The agency model is, in essence, a resale price maintenance strategy. Once upon a time these were per se illegal, but scholarship pioneered by my thesis advisor Lester Telser revolutionized understanding of this practice, and led to RPM being evaluated on a rule of reason basis.
Telser argued that free rider problems could undermine the incentives of retailers to provide information and special services that increased the demand for a wholesaler’s product: a consumer could go to a retailer that provided the information/service, then go to a cut price retailer that didn’t when actually purchasing. Due to the discount retailer’s cut rate price, the information/service providing retailer wouldn’t get any return from supplying these (costly) services, so few or no services would be offered. This would reduce the demand for the wholesaler’s product. Wholesalers/manufacturers would have an incentive to guarantee a retail margin to prevent undercutting by free riders.
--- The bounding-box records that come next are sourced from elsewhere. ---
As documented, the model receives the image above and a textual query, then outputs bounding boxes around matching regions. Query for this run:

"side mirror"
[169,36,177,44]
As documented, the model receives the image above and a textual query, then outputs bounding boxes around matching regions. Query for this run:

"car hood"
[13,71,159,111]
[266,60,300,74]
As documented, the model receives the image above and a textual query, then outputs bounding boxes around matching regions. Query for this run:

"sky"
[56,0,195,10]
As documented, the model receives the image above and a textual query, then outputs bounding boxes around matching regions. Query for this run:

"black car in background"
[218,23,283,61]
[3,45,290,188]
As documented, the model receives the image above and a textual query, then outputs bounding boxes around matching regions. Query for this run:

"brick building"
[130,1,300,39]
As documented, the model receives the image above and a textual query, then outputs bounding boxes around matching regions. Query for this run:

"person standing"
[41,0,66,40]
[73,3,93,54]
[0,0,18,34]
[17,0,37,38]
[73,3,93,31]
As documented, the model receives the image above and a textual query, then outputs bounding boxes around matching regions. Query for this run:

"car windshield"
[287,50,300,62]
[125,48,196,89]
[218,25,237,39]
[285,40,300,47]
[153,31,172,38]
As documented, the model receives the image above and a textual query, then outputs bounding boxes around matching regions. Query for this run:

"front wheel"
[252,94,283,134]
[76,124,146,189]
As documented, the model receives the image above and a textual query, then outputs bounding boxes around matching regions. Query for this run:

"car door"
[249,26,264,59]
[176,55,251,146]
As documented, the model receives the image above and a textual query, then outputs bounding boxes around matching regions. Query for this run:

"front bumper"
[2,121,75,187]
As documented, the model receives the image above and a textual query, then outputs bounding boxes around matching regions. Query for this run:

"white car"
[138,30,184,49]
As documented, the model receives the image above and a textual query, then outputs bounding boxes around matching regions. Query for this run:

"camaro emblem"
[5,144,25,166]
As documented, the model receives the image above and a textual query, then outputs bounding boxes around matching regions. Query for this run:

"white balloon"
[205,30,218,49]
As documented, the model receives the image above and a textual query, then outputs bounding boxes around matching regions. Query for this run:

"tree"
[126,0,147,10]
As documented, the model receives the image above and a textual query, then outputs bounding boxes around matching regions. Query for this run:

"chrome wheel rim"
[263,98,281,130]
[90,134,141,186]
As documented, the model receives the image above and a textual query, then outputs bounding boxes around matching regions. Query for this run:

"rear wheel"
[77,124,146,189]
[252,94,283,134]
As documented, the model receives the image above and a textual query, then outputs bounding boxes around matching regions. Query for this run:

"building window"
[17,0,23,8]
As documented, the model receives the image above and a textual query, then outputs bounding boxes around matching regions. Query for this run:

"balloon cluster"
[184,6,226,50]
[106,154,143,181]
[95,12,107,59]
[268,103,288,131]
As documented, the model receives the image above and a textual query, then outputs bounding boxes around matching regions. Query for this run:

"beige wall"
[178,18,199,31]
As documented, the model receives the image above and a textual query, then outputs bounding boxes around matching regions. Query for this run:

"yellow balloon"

I don’t know enough about book publishing to opine whether resellers provide services or information that is subject to free riding.
In any event, publishers didn’t seem to be focusing on that issue. It was Amazon’s (AMZN) dominant position as a retailer that seemed to be the reason for changing the model.
Time permitting, I give this some more thought. Several questions suggest to me that this will be a challenge for the DOJ. In particular, what were the publishers getting from Apple (and potentially other resellers adopting the model) that would make it worthwhile to guarantee the resellers a fat margin? Why didn’t the publishers love the fact that Amazon was willing to sell at very low margin? These two questions suggest this is not a garden variety horizontal price fixing case, and that the conduct (and contracts) at issue were designed to address a free rider problem or other source of distortion. How does Amazon’s potential monopsony power affect the analysis? What are the implications of the high fixed cost-zero marginal cost nature of epublishing? Specifically, when combined with the potential for monopsony power downstream, could finding the agency model illegal have adverse dynamic implications (fewer books published, for instance)?
A lot of complicated issues here, and lurid tales of secretive dinners in London tell me zip about the economics. My (rebuttable) presumption is that vertical restrictions usually have efficiency purposes. The nature of the agreement with Apple shares similarities with other efficiency enhancing vertical restrictions, and doesn’t make a lot of sense as a means of facilitating collusion among publishers. To persuade me (not that that matters in the scheme of things) the government would have to explain why colluding publishers would use this form of agreement, and why they would want to guarantee retailers a big margin.
I am sure the defendants’ lawyers will make every effort to make this into a vertical restrictions case instead of a price fixing case. They seem to have considerable material to work with.